Now the daughter’s face is iconic, revered in the same way, but it’s illegal, and very dangerous, to exhibit her portrait in public. As soon as she became politically involved, images of her started to circulate. Teza once showed her photo to people in a tea shop. Country folk, in the city to join the demonstrations for a day, they crowded around his little table and asked him hushed questions about the famous lady, daughter of the great man.

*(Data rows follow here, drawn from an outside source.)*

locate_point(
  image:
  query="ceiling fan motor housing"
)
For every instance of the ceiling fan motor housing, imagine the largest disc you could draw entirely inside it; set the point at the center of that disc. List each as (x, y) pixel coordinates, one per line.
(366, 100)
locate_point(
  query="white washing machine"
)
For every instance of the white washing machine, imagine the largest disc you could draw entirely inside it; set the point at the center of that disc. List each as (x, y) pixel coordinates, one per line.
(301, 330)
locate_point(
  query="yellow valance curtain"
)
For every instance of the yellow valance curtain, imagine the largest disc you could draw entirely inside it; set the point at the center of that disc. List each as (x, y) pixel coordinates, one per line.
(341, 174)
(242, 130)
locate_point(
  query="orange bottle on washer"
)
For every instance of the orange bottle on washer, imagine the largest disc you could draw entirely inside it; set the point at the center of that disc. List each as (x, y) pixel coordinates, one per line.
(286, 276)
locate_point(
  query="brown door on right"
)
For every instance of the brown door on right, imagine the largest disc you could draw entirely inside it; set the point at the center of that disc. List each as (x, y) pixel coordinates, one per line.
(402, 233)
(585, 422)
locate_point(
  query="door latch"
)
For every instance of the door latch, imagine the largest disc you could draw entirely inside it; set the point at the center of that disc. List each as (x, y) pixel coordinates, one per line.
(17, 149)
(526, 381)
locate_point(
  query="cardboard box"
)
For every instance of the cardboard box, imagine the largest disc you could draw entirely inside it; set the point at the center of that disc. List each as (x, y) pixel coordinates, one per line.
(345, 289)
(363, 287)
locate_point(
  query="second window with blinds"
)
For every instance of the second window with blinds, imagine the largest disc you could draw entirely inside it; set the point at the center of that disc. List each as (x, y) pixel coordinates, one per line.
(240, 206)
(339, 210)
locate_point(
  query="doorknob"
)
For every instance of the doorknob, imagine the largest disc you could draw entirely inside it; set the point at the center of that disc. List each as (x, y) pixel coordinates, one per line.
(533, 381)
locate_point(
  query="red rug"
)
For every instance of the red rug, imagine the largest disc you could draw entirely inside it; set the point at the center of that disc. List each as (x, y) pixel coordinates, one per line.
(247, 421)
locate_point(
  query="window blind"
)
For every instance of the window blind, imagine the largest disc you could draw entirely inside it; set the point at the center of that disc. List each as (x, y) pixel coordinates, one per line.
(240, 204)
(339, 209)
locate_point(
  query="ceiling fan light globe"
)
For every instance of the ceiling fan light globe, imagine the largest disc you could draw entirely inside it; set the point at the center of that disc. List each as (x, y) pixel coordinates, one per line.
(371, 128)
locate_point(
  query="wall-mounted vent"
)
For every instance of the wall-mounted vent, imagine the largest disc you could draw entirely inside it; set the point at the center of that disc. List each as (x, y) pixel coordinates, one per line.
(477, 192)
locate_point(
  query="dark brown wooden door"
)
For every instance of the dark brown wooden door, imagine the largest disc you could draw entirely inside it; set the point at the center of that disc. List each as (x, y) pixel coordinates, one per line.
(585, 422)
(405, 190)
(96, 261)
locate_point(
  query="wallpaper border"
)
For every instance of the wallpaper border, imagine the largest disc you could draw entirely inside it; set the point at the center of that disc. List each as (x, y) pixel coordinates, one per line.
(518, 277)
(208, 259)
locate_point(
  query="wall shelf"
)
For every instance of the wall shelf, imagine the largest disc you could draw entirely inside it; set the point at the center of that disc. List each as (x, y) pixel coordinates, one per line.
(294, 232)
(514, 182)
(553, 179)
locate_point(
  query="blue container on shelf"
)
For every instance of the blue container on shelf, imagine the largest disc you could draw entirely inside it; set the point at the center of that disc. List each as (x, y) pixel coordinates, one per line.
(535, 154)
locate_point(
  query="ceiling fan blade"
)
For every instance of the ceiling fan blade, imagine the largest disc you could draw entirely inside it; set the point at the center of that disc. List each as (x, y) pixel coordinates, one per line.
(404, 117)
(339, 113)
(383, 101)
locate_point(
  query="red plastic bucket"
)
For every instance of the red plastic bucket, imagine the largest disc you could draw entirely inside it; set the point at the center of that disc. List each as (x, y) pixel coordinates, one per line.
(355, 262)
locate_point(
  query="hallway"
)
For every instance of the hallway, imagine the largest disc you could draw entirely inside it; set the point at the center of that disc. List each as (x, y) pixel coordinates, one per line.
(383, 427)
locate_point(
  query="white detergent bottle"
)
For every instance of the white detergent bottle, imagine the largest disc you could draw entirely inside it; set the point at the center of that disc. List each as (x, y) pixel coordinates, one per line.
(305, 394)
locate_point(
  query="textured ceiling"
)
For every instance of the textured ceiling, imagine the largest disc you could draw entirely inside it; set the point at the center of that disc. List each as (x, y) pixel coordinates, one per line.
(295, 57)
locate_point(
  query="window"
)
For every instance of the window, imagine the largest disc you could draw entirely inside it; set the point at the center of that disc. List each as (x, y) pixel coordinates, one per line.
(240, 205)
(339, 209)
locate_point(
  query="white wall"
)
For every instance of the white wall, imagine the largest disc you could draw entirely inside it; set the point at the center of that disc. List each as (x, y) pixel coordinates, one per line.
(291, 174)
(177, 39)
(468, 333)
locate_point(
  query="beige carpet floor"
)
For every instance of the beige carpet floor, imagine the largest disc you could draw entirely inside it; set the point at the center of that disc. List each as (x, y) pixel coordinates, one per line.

She does look like him. But her popularity can’t be explained solely by her link to Bogyoke Aung San. Part of her power, Teza thinks, lies in the fact that she is both Burmese and foreign. She has come from the outside world and chosen to stay in this isolated country. She is a refined Burmese woman, and a Buddhist—the latter is very important for the people. But what she carries from her life abroad is the future, which is already happening everywhere outside of Burma. She is the link between that future and Burma’s past.